Easing a Child’s Back-to-School AnxietyChildren as well as teens are often anxious about going back to school. Anxiety can be a result of a transition from elementary to middle school, or challenges socially or academically. Mental health professionals at the Montefiore School Health Program observe many of these issues first-hand and are highly qualified to comment on a wide variety of back-to-school psychological issues. The Montefiore School Health Program, the largest of its kind in the U.S., offers a wide range of medical, dental, mental and community-based services to students and their families in elementary, middle and high schools throughout the Bronx. Since its inception more than 25 years ago, this essential program has steadily grown to 18 full-service centers throughout the borough.

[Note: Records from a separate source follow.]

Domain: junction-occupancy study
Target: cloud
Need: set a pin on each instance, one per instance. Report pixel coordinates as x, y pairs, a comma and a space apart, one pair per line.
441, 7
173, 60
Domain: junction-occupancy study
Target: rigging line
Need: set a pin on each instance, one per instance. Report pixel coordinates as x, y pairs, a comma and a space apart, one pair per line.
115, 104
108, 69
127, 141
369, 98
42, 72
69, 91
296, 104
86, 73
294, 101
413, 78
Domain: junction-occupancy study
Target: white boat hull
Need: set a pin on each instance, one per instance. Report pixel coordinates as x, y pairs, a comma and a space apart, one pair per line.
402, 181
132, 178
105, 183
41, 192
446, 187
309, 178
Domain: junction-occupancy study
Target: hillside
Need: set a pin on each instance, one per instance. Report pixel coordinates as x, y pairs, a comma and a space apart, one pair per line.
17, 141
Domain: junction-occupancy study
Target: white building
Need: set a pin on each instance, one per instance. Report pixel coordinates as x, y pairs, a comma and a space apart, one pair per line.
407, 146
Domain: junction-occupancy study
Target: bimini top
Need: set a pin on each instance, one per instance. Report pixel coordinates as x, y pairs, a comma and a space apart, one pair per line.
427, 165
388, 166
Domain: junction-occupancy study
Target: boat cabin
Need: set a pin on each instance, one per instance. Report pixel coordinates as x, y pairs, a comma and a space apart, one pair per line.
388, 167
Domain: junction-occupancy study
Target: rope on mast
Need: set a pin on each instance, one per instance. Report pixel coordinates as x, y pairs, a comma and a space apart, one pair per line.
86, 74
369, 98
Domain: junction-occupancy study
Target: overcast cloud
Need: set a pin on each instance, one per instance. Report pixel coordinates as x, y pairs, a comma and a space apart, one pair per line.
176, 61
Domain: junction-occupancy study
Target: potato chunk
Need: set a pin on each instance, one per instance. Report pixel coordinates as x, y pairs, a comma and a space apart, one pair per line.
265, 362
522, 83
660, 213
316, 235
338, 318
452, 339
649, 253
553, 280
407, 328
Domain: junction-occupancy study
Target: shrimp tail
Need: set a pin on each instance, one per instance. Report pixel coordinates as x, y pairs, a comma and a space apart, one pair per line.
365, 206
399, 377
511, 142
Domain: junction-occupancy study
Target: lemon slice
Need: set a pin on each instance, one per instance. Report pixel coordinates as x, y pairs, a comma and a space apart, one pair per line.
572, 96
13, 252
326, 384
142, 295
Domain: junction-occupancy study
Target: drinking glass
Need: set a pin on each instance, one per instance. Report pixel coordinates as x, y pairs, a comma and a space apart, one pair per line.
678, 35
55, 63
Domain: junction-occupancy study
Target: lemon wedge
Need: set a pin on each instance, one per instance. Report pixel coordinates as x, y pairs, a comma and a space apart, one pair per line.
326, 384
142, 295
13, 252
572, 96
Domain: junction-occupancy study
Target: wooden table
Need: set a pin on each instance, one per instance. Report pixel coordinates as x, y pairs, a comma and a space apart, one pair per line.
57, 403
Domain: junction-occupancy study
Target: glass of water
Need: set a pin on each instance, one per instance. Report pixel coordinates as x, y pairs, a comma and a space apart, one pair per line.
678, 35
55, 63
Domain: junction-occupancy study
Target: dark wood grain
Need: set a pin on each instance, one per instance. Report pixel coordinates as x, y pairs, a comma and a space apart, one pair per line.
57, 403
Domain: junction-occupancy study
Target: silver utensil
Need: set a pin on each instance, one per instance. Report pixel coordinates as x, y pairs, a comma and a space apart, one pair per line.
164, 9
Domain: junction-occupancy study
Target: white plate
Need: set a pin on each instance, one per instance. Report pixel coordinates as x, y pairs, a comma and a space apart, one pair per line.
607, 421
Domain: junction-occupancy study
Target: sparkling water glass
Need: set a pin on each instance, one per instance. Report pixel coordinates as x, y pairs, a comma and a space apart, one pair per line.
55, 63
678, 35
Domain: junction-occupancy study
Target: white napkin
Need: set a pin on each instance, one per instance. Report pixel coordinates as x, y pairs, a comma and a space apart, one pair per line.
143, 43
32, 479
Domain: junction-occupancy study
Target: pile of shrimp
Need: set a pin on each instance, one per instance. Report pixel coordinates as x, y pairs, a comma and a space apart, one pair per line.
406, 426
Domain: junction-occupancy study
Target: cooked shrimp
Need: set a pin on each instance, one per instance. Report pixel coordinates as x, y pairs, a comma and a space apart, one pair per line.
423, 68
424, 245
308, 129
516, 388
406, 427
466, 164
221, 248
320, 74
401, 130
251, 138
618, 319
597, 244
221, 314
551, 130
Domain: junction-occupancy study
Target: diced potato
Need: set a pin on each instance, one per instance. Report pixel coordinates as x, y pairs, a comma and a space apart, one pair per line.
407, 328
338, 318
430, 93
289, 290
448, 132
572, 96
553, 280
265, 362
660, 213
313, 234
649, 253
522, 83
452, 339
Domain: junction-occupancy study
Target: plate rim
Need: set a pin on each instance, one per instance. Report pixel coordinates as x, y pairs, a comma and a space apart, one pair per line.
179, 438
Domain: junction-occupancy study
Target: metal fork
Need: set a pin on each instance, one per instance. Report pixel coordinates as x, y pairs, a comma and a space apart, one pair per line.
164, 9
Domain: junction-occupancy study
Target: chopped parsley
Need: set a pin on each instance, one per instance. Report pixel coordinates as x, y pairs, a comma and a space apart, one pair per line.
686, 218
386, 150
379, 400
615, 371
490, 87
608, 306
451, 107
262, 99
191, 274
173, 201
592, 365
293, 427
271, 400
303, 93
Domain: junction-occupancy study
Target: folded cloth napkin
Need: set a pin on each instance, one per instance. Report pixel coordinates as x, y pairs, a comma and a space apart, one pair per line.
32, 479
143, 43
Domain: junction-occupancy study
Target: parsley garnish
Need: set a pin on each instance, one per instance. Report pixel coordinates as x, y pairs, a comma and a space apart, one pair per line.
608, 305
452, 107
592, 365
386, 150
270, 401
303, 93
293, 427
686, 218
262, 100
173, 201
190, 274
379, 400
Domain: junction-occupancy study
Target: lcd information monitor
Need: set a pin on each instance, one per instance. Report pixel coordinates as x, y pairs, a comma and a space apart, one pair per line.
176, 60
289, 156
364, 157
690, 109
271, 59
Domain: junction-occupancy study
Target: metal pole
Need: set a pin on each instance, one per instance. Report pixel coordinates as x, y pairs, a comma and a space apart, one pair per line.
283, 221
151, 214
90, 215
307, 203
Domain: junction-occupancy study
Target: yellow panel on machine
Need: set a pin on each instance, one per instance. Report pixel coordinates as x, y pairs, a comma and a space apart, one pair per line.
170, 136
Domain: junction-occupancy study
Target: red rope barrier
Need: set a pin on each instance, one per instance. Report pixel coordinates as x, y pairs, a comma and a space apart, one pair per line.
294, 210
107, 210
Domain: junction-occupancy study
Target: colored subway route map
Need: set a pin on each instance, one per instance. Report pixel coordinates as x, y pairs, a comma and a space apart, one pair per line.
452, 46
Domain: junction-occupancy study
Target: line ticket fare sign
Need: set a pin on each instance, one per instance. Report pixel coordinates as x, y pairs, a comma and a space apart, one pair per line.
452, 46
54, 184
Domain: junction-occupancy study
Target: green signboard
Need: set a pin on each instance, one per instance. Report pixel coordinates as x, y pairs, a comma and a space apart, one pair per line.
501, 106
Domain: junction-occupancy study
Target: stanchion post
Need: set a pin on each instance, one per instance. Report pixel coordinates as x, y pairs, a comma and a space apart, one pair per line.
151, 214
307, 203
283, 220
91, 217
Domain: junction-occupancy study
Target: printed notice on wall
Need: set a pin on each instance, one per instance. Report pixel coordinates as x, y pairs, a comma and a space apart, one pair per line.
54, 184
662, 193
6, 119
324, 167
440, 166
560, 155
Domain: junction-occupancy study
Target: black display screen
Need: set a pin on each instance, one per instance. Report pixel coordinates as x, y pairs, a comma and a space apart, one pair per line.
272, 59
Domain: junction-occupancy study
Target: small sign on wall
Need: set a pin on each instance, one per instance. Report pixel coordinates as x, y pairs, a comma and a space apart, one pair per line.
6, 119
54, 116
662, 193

Christine Cheng, Ph.D., Psychology Training Coordinator, licensed clinical psychologist, Montefiore School Health Program, and Instructor of Pediatrics, Albert Einstein College of Medicine. Dr. Cheng helps children cope with various difficulties, such as anxiety, depression, trauma, bereavement and loss, impulse control, and adjustment issues, and she enjoys seeing children overcome them and blossom in their natural social milieu.

Bullying: What if Your Child is Being Bullied, or is a Bully?Bullying can impact the wellbeing of children and young people and have serious long-term consequences. It can undermine educational attainment and self-esteem and can destroy a sense of security. The most common forms of bullying reported by children are being verbally bullied, followed by exclusion and physical bullying. Parents and schools also need to be aware that cyber-bullying is affecting younger age groups as more children get mobile phones and have computer access.

Over the past four years, the Montefiore School Health Program mental health division has developed a curriculum called S.T.A.R., Strengthening Tween and Adolescent Relationships. This is an eight-week classroom based program designed to foster healthy relationships between students and reduce teen dating violence. S.T.A.R. was created by Cheryl Hurst, a Senior Social Worker at PS/MS 95 in the Bronx, one of 18 schools that make up the Montefiore School Health program, to teach 12 to 14 year olds how to develop healthy friendships and communicate in nonviolent and supportive ways. Ms. Hurst identified such a huge need, learning about the problems these kids face: cyber-bullying, financial pressures on parents who have lost jobs, poor parental support and more.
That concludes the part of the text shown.